As we met, the effects of the COVID-19 pandemic were beginning to shutter classrooms across the country. In this uncertain context, we planned for implementation of a redesigned Career and Technical Education (CTE) Education and Training program that would offer high school pathways to careers in education and youth development. While the team was new, the idea was not. State leaders had tried to begin such a program before without success. But this time was different: The effort had supportive policies in place and champions within both the Governor’s Office and the state education agency. We also had the beginnings of a team with the wherewithal to innovate across existing disciplinary and organizational boundaries.

While most state education agency staff want to work across organizational units, collaborating “horizontally” across agencies requires significant human and organizational capacity (Edmonson et al., 2019). For us, four key activities facilitated this boundary-crossing.

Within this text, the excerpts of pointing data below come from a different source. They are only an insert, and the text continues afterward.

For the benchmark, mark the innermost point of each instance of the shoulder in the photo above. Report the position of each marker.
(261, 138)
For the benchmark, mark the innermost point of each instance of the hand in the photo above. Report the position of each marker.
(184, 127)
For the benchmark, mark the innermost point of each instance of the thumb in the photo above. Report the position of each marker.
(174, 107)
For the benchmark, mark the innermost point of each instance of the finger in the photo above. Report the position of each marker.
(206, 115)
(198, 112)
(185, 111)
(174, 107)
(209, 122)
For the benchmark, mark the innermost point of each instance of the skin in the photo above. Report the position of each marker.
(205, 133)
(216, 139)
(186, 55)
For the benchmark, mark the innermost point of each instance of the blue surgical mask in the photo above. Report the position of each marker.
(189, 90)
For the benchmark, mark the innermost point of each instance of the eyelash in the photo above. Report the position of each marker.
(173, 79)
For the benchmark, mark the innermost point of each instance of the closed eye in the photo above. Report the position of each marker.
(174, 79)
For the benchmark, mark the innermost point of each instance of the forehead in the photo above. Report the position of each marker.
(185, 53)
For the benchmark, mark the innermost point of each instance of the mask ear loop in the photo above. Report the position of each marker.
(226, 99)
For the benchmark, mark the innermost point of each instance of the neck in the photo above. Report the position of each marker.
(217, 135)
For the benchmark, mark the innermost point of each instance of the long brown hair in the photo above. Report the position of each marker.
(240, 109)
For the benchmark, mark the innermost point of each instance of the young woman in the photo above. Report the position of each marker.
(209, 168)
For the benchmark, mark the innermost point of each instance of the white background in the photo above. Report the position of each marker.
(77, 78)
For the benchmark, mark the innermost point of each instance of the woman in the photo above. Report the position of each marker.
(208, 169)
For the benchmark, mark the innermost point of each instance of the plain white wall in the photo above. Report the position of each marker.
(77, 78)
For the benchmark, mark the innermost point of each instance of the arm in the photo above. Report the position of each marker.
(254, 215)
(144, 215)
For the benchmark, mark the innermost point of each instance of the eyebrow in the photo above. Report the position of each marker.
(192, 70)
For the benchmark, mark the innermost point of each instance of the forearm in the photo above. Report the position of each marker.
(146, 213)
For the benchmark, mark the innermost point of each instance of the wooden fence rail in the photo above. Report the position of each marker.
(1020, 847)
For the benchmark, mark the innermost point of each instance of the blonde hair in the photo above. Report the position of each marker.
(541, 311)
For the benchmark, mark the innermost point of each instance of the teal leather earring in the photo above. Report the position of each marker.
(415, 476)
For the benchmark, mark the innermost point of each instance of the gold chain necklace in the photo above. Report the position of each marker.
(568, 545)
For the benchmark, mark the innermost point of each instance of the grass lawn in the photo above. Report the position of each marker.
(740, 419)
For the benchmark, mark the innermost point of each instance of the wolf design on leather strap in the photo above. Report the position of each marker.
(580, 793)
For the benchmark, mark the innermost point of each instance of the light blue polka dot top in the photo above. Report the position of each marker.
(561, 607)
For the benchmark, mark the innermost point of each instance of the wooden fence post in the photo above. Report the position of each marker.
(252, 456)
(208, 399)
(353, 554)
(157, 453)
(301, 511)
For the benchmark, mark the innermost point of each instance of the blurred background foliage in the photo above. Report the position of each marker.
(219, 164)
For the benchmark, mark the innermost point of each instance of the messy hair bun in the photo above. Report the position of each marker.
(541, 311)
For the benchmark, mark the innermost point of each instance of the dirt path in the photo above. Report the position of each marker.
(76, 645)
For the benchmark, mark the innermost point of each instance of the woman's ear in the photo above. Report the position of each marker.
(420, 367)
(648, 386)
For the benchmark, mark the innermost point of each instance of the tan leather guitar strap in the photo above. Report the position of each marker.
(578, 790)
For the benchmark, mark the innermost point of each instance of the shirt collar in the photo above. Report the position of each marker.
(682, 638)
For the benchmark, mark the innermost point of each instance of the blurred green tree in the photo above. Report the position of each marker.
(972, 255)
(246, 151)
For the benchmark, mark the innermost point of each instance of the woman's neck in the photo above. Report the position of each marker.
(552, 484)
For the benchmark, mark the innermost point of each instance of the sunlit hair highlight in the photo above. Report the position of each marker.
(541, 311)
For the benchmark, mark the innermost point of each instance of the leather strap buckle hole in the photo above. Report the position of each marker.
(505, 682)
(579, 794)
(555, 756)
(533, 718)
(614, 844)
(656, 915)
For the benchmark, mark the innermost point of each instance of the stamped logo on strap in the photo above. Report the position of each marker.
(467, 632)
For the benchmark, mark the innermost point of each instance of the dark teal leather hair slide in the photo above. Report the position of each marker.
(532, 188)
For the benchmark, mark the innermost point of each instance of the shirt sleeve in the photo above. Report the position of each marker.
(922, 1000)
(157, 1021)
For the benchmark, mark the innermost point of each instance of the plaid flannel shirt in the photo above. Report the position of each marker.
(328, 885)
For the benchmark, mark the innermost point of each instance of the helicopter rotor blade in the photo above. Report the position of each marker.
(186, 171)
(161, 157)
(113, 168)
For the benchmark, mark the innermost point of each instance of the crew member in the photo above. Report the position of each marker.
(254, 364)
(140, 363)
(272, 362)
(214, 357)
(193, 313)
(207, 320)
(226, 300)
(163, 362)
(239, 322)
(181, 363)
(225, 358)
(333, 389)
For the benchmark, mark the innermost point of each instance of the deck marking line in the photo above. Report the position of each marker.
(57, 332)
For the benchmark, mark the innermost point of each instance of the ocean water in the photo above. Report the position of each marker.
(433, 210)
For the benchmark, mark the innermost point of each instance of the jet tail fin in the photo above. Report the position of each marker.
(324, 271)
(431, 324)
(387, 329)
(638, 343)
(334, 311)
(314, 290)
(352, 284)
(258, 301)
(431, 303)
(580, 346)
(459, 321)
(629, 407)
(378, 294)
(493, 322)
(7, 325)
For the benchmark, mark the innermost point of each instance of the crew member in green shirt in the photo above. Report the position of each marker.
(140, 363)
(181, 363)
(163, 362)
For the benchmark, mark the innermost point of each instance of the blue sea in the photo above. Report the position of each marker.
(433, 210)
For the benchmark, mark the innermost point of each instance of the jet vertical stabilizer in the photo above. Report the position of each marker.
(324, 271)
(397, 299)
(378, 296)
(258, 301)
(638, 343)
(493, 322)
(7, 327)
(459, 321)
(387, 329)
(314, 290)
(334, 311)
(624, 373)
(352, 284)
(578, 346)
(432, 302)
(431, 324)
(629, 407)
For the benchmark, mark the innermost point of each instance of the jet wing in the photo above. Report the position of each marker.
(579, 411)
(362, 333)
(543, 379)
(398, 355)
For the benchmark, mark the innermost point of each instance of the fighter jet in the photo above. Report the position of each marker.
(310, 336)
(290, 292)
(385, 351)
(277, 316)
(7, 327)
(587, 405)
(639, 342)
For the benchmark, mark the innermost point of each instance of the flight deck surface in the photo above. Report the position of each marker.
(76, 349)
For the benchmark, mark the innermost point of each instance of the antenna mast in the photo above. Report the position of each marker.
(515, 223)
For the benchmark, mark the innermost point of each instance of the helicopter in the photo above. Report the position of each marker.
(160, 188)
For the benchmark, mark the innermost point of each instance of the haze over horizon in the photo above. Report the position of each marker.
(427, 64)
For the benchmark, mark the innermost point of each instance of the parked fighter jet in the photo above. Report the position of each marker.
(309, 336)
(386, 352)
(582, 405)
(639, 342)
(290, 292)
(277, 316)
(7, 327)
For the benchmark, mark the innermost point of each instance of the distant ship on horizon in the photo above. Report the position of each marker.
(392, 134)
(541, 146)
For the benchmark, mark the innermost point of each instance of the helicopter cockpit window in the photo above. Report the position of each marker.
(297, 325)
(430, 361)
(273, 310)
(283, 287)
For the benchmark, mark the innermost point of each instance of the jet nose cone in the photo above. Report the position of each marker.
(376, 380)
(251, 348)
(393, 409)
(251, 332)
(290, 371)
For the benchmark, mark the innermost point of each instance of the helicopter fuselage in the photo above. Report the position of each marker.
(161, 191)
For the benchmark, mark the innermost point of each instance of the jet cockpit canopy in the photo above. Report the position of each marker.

  1. Connect: Identify and activate your “bridges” and “adhesives.” Organizational researchers describe “bridges” as individuals who serve as go-betweens across traditionally siloed areas. In contrast, “adhesives” bring people together to build relationships and understanding. (Importantly, adhesives build the team’s ability to work together in the future without support. [Edmonson et al., 2019]). We had both on our team: A senior MDE leader acted as a bridge across offices, while the Region 8 CC staff took on the role of building the team’s capacity to work together effectively.
  2. Inquire: Foster mindsets of curiosity and empathy amongst team members. At the onset of the project, Region 8 CC staff engaged many of the team members in listening sessions to understand their unique assets and incentives for participating in the work (This became standard practice in on-boarding new team members.) Team members made space at the beginning of each meeting to learn about each other on professional and personal levels. The relationships we developed rendered cross-office work not only effective, but also joyful.
  3. Center: Build collective understanding of the purpose for the work. Hailing from a variety of offices within the state education agency, each team member comes to the work with unique priorities and passions based on their roles and responsibilities. After a failed elevator speech activity, we recognized the need to collectively develop a statement of our purpose. We revisited that purpose statement at each meeting and even held a retreat to explore the questions: What would success look like in five years? In ten years?
  4. Grow: Encourage continued learning and adaptation. In boundary-breaking work, learning cannot stop within a team – even one that spans organizational units. We prioritized learning from the field, including from the students and educators who are part of FPME LAUNCH. In the first year of the project, we established an advisory group that has met seven times thus far. We also held ongoing listening sessions, conducted webinars and surveys, and visited classrooms across the state. What we have heard from the field has challenged our assumptions about the project and provided insights into the complexities of the work.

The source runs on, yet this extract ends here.